Created on 03-30-202011:15 PM - edited on 03-30-202011:19 PM by VidyaSargur
Summary
Below is an entire summary of different verticals to be considered while securing an Enterprise HDP cluster:
FreeIPA / Active Directory for Authentication
LDAP - User/Group level Authentication for WebUI & JDBC connections
Kerberos - Service level Authentication for Services & JDBC
Note:FreeIPA has been recommended here as it is a single solution for LDAP Directory Server, MIT Kerberos, NTP, DNS, Dogtag certificate system, SSSD, and others. Alternatively, Microsoft’s AD (Active Directory) can be used as well
Atlas for Data Lineage & Data Governance ( Data Classification, Data Masking - PII, & Data Security)
Ranger for Authorization & Auditing
Resource-Based security policies on HDP Services
TAG Based security policies for data tagged using ATLAS
KNOX - SSO(Single Sign-On) and Perimeter Security
Encryption (performance impact needs to be considered)

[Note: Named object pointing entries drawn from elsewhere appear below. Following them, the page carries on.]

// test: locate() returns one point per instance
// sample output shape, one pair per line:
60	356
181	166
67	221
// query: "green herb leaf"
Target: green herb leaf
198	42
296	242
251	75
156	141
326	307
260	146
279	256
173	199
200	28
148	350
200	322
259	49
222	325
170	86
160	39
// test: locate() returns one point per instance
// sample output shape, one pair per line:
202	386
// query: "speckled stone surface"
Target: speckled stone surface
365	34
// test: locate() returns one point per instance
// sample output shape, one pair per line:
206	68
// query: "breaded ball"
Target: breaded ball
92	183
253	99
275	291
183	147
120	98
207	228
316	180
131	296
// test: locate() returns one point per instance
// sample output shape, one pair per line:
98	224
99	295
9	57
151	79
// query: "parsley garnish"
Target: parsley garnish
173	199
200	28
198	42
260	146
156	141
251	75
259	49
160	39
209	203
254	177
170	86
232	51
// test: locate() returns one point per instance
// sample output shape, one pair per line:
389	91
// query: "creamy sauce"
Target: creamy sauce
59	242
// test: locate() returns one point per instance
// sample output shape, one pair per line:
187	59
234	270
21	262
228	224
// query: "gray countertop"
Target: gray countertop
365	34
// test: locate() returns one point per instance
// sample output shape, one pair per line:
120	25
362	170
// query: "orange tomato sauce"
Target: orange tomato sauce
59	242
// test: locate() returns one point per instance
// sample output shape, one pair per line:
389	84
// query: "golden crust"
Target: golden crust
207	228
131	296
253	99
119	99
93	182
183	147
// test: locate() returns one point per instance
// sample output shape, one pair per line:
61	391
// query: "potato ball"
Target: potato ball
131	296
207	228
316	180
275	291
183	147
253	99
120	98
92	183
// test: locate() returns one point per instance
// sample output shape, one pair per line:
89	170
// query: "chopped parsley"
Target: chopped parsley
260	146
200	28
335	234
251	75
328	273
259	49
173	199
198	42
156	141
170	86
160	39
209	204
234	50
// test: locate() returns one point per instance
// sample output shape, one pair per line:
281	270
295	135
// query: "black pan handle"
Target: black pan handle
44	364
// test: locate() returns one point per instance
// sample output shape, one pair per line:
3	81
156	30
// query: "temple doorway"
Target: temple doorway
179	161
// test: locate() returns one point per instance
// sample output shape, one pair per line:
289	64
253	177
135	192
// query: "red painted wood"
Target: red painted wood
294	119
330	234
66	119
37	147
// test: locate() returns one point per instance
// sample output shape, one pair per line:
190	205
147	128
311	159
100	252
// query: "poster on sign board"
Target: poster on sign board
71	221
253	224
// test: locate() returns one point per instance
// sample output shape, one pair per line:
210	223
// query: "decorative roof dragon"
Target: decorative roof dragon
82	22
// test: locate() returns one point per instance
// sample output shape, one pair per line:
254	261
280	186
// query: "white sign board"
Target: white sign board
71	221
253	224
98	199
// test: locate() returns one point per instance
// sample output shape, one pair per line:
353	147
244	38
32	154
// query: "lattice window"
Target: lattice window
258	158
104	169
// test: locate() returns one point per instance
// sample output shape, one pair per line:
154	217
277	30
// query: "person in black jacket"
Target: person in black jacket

Ranger KMS - for Data on Rest Encryption
TLS/SSL - for Wire Data Encryption
Data Steward Studio - Cross Cluster Data Governance (multiple clusters)
Architecture
The below diagrams represent the setup architecture of the Cluster and in detail communication between components.
The user connects to the cluster directly:Without Knox
User connects via Knox:With Knox
HDP Components for Security
As part of securing the cluster, the cluster is to be Kerberized and other key components used are Apache Ranger and Apache Knox. Strongly authenticating and establishing a user’s identity is the basis for secure access in Hadoop.
Why Kerberos?
Establishes identity for clients, hosts, and services
Prevents impersonation, passwords are never sent over the wire
Integrates with enterprise identity management tools such as LDAP and Active Directory
More granular auditing of data access/job execution
The Apache Knox Gateway (“Knox”) is a system to extend the reach of Apache™ Hadoop® services to users outside of a Hadoop cluster without reducing Hadoop Security. Knox also simplifies Hadoop security for users who access the cluster data and execute jobs. The Knox Gateway is designed as a reverse proxy.
Apache Ranger™ is a framework to enable, monitor and manage comprehensive data security across the Hadoop platform. The vision with Ranger is to provide comprehensive security across the Apache Hadoop ecosystem. With the advent of Apache YARN, the Hadoop platform can now support a true data lake architecture. Enterprises can potentially run multiple workloads, in a multi-tenant environment. Data security within Hadoop needs to evolve to support multiple use cases for data access, while also providing a framework for central administration of security policies and monitoring of user access.